The second bit defaults to 0. Because the child element of the second string is only one element, and that he is equal to the maximum number of prefixes and suffixes can only be 0.
Next is the third, the third substring is a b, this is difficult. How to find out its next value.j = 3
With j - 1 of the next value, cn = next[j-1]the corresponding element str2, and str2[j-1]comparison. Where cn = 0, that is, the value of the No. 1 element and the comparison element No. 0. Comparison of two cases out there must be equal, not equal. In the unequal time but also two cases.
index 0 1 2 3 4 5 6 7
str2 = a b c f a b c y
next=-1 0 0 0 0 1 * *
To see more intuitive, I another example. j = 6.

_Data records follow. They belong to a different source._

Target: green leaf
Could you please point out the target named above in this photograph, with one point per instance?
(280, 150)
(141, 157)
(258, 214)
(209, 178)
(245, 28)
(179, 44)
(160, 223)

cn = next[j-1] = 1, str2[cn] = b
str2[j-1] = b
This time is equal, therefore next[6] = ++cn = 2. why?
What is this cn represent? cn is the representative j-1bit the next value, that value represents j-1the prefix and suffix bits maximum. The maximum value is 1, indicating that he was the first and last are equal. Then compare his second ( str2[cn]) and the last bit of the next ( str2[j-1]) are equal. Equal,next[6] = ++cn = 2 . Unequal how to do? Divided into two cases.
cn > 0,cn = next[cn]cn<= 0,next[j] = 0
Here is why, is to continue in the case of sub-sub-strings, and to find str[j-1]an equal cn, if not find it? How to do that next[j] = 0.
Code:
public static int[] getNextArray(char []str) {
if(str.length == 1) {
return new int [] {-1};
}
int next[] = new int [str.length];
next[0] = -1;
next[1] = 0;
int i = 2;
int cn = 0;
while( i < str.length) {
if(str[i-1] == str[cn]) {
next[i++] = ++cn;
}else if(cn > 0) {
cn = next[cn];
}else {
next[i++] = 0;
}
}
return next;
}Summary of what
- Violent solution, and more to write, write it twice skilled.
- KMP specific implementation, there are three cases. Equal to the element, the element and the next range is not equal to -1, and the next element unequal equal to -1.
- Solving method next, but also three cases. Cn and j-1 is equal to the corresponding elements, and the elements corresponding ranging cn> 0, and the corresponding elements of unequal cn <= 0.
No. stul public update synchronization algorithm learning process, welcome attention.